Napoleon bersikeras memperluas dan menguasai daerah-daerah di sekitar Mesir, tetapi ia tidak berhasil. Pada 1798 Napoleon memimpin penyerbuan Perancis ke Mesir. Langkah ini ternyata merupakan malapetaka. Di darat, umumnya pasukan Napoleon berhasil, tapi Angkatan Laut Inggris di bawah pimpinan Lord Nelson mengobrak-abrik armada Perancis. Sementara itu, perkembangan politik di Perancis menghendaki kehadirannya. Pada akhirnya ia kembali ke Perancis dan menyerahkan ekspedisi tersebut kepada Jendral Kleber. Dalam pertempuran yang terjadi di tahun 1801 dengan armada Inggris, kekuatan Perancis di Mesir mengalami kekalahan. Ekspedisi yang dibawa Napoleon itu meninggalkan mesir pada tanggal 31 Agustus1801.( Jaih Mubarok, Sejarah Perdaban Islam, (Bandung: Pustaka Islamika,2008), cet. I, h. 227).
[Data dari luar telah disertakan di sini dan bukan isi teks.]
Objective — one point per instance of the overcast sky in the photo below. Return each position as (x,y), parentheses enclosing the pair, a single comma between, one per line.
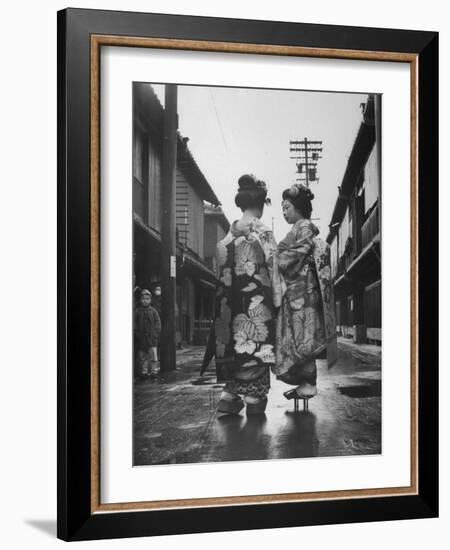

Menurut sumber lain mengatakan bahwa Pada   tanggal   2 Juni  1798 M, ekspedisi Napoleon mendarat di Alexandria (Mesir) dan berhasil mengalahkan Mamluk sehingga berhasil menguasai Kairo. Setelah ditinggal Napoleon digantikan oleh Jenderal Kleber dan kalah ketika bertempur melawan Inggris. Dan pada saat bersamaan datanglah pasukan Sultan Salim III ( Turki Usmani) pada tahun 1789-1807 M dalam rangka mengusir Prancis dari Mesir. Salah satu tentara Turki Usmani adalah Muhammad Ali yang kemudian menjadi gubernur Mesir di bawah Turki Usmani. (ibid)

Menurut Philip K. Hitti, Napoleon Bonaparte mendarat di Iskandariyah pada Juli 1798 dengan tujuan menghukum  kaum Mamluk yang dituduh dalam pidato kedatangannya dalam bahasa Arab sebagai muslim yang tidak baik, tidak seperti dirinya dan orang Perancis untuk mengembalikan kekuasaan Porte. Tujuan utamanya melancarkan serangan hebat kepada kerajaan Inggris dengan cara memutus jalur komunikasinya dengan wilayah Timur, sehinga ia memiliki daya tawar untuk menguasai dunia. Akan tetapi penghancuran armada Perancis di Teluk Aboukir (1 Agustus 1798), tertahannya ekspedisi di Akka (1799) serta kekalahan pertempuran Iskandariyah (21 Maret 1801) menggagalkan ambisi Napoleon di Timur.( Philip K. Hitti, History of The Arabic, (Terj. R. Cecep Lukman hal. 924)

Sedikit flashback bahwa Mesir   menjadi   wilayah Islam pada zaman khalifah Umar bin Khattab pada 640 M,  Mesir ditaklukkan oleh pasukan Amr Ibn al-Ash yang kemudian ia dijadikan gubernur  di sana. Kemudian diganti oleh Abdullah Ibn Abi Syarh pada masa Usman dan berbuntut konflik yang menjadi salah satu sebab terbunuhnya Usman ra.  Mesir menjadi salah satu pusat peradaban Islam dan pernah dikuasai dinasti-dinasti kecil pada zaman Bani Abbas, seperti Fatimiah (sampai tahun 567 H) yang mendirikan Al-Azhar, dinasti Ayubiyah (567-648 H) yang terkenal dengan perang salib dan perjanjian ramalah mengenai Palestina, dinasti Mamluk (648-922 H) sampai ditaklukan oleh Napoleon dan Turki Usmani.( M. Riza Sihbudi dkk, Konflik dan Diplomasi di Timur Tengah,hal.. 82).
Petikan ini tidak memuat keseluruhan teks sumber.